Oleh: Irham Hi. A Rahman
INDEPENDEN- Hari mulai sore, matahari mulai turun tanda langit akan gelap. Jarum jam menunjukkan pukul 17.30 WIT, terlihat beberapa perahu nelayan (fiber,red) mulai mendekati pesisir pantai Desa Sangowo, Kecamatan Morotai Timur, Kabupaten Pulau Morotai, Maluku Utara.
Sore itu seakan tak menampakkan wajah kebahagiaan bagi para nelayan yang baru saja tiba. Ya, hasil tanggapan hari itu tak sesuai yang diharapkan.
Para nelayan ikan tuna hanya pulang dengan hasil tangkapan seadanya. Begitulah kehidupan, tak selamanya menjanjikan tapi juga ada konsekuensi yang harus dihadapi.
Malut Post menghampiri seorang nelayan tuna Samsul Bahri (31) saat selesai mengikat pandara (tali,red) perahu miliknya lalu memperkenalkan diri. Sambil tersenyum saat sedang memperbaiki perkakas melautnya, Ancu sapaan akrabnya lalu mengajak ke rumah.
Jarak sekitar 50 meter dari bibir pantai, Samsul dan rekan seprofesinya memilih berjalan kaki menuju rumah mereka masing-masing. Setibanya di sana, dia meminta waktu sebentar untuk mandi.
Setelah menunggu beberapa menit, Samsul keluar dengan wajah cerah setelah sehari penuh di atas lautan dengan cuaca yang begitu terik.
Sebelum memulai ceritanya, di bawah pohon mangga tepat di depan rumahnya, terlebih dulu kita memulai dengan cerita santai dan basa basi sambil tersenyum.
Tak berlangsung lama, Ancu lalu mempertanyakan apa yang harus dia ceritakan. Setelah itu, pria kelahiran Sangowo itu kemudian bercerita tentang profesi yang sudah dijalaninya sejak masih berusia remaja.

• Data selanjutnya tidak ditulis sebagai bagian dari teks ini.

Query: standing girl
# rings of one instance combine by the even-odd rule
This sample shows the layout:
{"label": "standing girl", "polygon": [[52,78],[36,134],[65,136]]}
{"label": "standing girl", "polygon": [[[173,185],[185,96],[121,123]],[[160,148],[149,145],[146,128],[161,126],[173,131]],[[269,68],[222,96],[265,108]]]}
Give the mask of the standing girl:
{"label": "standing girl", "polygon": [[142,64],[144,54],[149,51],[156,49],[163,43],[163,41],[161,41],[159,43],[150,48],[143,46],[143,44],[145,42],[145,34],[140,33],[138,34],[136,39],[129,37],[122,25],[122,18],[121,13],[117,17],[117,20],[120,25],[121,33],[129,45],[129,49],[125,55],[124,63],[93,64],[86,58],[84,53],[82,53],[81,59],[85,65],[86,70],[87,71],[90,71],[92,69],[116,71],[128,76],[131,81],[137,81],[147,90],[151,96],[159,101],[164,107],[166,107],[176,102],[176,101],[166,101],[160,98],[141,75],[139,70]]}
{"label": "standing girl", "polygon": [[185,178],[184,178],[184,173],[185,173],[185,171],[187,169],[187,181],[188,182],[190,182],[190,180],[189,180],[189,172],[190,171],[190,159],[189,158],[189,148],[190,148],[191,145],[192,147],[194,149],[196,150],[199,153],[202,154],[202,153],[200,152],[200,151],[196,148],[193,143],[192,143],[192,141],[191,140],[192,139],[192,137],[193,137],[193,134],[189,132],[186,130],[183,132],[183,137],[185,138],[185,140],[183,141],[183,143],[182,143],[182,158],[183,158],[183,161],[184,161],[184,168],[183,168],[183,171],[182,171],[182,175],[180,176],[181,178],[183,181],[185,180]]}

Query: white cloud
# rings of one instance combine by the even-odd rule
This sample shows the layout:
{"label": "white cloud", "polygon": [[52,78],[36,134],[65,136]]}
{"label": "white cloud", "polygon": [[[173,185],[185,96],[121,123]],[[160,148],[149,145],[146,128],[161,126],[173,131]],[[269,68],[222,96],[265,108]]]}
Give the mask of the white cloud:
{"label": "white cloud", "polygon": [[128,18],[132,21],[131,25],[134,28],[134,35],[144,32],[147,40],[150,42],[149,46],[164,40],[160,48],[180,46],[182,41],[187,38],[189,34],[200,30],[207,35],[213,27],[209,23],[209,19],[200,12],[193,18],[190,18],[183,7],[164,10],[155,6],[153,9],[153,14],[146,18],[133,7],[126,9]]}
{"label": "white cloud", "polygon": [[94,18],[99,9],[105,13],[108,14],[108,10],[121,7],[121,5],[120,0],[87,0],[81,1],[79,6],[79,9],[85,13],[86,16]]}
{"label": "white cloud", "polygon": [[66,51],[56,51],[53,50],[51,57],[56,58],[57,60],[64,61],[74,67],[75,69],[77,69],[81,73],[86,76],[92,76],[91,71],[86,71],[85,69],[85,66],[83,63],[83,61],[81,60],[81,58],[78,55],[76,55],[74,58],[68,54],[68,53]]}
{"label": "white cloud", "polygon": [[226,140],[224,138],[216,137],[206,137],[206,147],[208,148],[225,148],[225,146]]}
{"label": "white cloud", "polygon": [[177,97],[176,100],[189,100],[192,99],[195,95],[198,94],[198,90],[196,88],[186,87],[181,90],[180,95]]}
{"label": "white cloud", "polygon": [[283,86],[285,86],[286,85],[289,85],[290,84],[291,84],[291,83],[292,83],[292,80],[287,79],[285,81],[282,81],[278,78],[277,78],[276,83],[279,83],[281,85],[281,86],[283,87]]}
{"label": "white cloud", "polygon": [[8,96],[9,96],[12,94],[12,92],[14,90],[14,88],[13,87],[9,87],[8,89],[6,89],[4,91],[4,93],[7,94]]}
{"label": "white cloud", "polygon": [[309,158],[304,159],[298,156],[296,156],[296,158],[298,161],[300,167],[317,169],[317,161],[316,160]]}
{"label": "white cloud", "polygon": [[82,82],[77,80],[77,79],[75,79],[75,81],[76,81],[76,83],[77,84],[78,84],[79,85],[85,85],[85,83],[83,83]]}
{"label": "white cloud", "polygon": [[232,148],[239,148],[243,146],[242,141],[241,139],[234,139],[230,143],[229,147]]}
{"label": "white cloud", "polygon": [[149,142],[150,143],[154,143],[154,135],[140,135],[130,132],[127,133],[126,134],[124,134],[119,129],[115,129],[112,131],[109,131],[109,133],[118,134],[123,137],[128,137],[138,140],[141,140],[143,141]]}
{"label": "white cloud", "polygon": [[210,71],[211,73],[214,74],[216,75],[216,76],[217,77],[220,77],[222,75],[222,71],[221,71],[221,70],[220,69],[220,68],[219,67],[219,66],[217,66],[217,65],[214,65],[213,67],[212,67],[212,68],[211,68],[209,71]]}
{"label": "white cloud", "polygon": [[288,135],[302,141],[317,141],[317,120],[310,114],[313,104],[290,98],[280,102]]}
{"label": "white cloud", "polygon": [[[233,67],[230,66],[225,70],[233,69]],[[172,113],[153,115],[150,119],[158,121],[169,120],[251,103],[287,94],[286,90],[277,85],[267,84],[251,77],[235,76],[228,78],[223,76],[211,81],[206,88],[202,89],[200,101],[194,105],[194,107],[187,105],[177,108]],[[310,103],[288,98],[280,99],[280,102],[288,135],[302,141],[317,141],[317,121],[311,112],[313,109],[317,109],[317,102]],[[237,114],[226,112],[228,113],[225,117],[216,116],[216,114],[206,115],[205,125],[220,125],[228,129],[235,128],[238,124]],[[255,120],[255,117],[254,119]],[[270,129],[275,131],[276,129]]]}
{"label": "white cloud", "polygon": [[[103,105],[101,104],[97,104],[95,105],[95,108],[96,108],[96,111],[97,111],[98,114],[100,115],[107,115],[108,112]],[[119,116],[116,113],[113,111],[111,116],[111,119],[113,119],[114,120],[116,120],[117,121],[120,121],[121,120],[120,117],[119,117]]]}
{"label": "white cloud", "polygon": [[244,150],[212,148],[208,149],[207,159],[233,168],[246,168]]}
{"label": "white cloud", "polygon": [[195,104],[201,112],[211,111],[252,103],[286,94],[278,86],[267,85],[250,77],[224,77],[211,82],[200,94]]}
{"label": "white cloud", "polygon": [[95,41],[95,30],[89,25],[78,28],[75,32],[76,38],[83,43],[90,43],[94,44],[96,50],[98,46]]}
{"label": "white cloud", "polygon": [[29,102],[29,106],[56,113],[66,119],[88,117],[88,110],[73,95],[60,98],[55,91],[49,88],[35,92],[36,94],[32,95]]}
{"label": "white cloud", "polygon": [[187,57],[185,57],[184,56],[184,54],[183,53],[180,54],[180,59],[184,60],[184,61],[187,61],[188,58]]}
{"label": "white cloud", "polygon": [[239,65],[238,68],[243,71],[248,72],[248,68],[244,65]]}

Sebagai masyarakat yang mendiami desa dengan kebiasaan mengemban profesi ganda yakni, petani dan nelayan. Samsul lebih menitikberatkan dirinya untuk mencari nafkah demi memenuhi kebutuhan keluarga dengan melaut. Ini tidak terlepas dari potensi perikanan yang di miliki Morotai, salah satu pulau yang berada perairan Pasifik.
“Kalau bisa dibilang, sudah dari usia muda saya menjadi nelayan terutama memancing tuna,” ucap Samsul.
Ada banyak pengalaman yang diperoleh baik senang juga sebaliknya. Sebagai nelayan mereka dituntut harus memiliki pengetahuan tentang perubahan cuaca dan kapan tibanya musim ikan tuna.
Jarak untuk menuju ke lokasi perairan yang biasa ditempuh memakan waktu sekitar 3-4 jam dengan menggunakan perahu fiber untuk melaut dengan jarak mulai dari 11-50 mil dari bibir pantai. Hal itu membuat para nelayan harus keluar melaut sejak subuh atau pagi hari ketika yang lainnya masih nyenyak di atas tempat tidur.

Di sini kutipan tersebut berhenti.